One last point about how culture is viewed. Phillips believes that the term “culture” has become code for “non-Western” or “minority” groups (Phillips, 2007, p29). William Roseberry agrees, arguing that consideration of culture is usually based on Western or Euro-centric assumptions about what constitutes culture, cautioning against this attitude in favour of challenging such assumptions (Roseberry, 1992). Anderson and her colleagues apply this criticism specifically to healthcare, warning that “Western science” is “the norm against which the Other is assessed and culture is ‘read’” thus culture is never “neutral” (Anderson et al., 2007, p297).

Roseberry suggests that we need to rethink “cultural production and understanding” (Roseberry, 1992, p846) in a way that identifies not only different ways of doing things (social, domestic and political) but questions the links between Western and non-Western

cultures that result in a (non-Western) culture being described as Other. Roseberry (1992, p846) also notes the need to challenge assumptions about Western history in the context of “intercultural contrasts and connections”. This means that we must consider more carefully the potential impact of history in one society on the progress and history of another, a point which is consistent with a critical multicultural perspective. Roseberry (1992) goes on to say that any consideration of society must take into account power imbalances and the ways in which a colonised culture responds to Western intrusion. For this thesis I chose to adopt the flexible understanding of culture expressed by Carpenter-Song et al (2007). This approach fits within a critical multicultural framework because it affords the opportunity to identify the contradictions between the essentialist list of attributes and the actual lived experience of individuals.
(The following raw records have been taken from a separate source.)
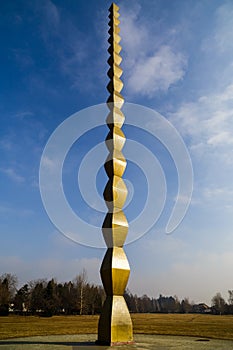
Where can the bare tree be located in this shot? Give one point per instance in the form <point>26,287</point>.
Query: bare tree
<point>218,304</point>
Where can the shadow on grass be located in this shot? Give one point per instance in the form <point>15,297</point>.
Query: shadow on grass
<point>74,345</point>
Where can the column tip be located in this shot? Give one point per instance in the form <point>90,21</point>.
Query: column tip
<point>114,7</point>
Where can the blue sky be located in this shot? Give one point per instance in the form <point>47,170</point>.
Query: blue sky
<point>177,60</point>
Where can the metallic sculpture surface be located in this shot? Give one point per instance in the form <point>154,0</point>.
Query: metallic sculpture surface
<point>115,325</point>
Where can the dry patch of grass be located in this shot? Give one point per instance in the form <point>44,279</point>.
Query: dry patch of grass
<point>210,326</point>
<point>25,326</point>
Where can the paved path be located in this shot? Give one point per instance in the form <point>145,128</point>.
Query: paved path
<point>87,342</point>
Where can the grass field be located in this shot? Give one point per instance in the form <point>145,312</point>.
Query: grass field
<point>210,326</point>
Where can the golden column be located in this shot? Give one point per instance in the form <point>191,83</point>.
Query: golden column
<point>115,325</point>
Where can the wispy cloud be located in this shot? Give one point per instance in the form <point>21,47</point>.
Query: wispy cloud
<point>152,64</point>
<point>208,121</point>
<point>156,72</point>
<point>221,39</point>
<point>11,173</point>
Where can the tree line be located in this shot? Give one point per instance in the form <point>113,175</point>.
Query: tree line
<point>79,297</point>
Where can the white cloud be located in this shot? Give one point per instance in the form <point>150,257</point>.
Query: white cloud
<point>208,121</point>
<point>152,63</point>
<point>222,38</point>
<point>10,172</point>
<point>156,72</point>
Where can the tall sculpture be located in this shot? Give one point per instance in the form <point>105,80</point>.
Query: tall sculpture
<point>115,325</point>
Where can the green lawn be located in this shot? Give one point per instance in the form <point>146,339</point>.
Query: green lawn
<point>219,327</point>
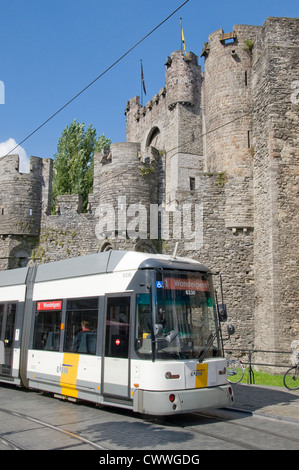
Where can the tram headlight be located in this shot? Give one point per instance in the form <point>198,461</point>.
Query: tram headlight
<point>171,397</point>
With this knowledge we can refuse to accept the bounded, Western or Euro-centric descriptions of culture in favour of greater reflection about people as humans, shaped by their histories and with many alternative ways of generating knowledge and responding to society. By taking this position, I accept Roseberry’s (1992) challenge to move away from Western or Euro- centric assumptions about what constitutes culture.

3.1.1 The meaning of health policy making

Before moving away from discussion of the nature of culture I want to emphasise a specific point. Napier et al (2014), Fontefrancesco (2012) and Carpenter-Song et al (2007) all argue that culture is about making meaning. In the health policy context, when policies are enacted they become part of the fabric of society that add to the meaning of health in that society. Health policy officers therefore create meaning in society through the policies they develop and implement. I have already shown, in Chapter 1, that understandings of health in society vary and mismatches between those understandings can cause difficulties for both policy maker and citizen. Developing health policy therefore places a responsibility on the shoulders of health policy makers to ensure that the meaning they are creating is understood by citizens in the way that policy makers intended. The problems identified in those earlier examples show that this is not always happening. My research explores the role of cultural competence in citizen engagement as a means to support the development of health policy that is meaningful to citizens.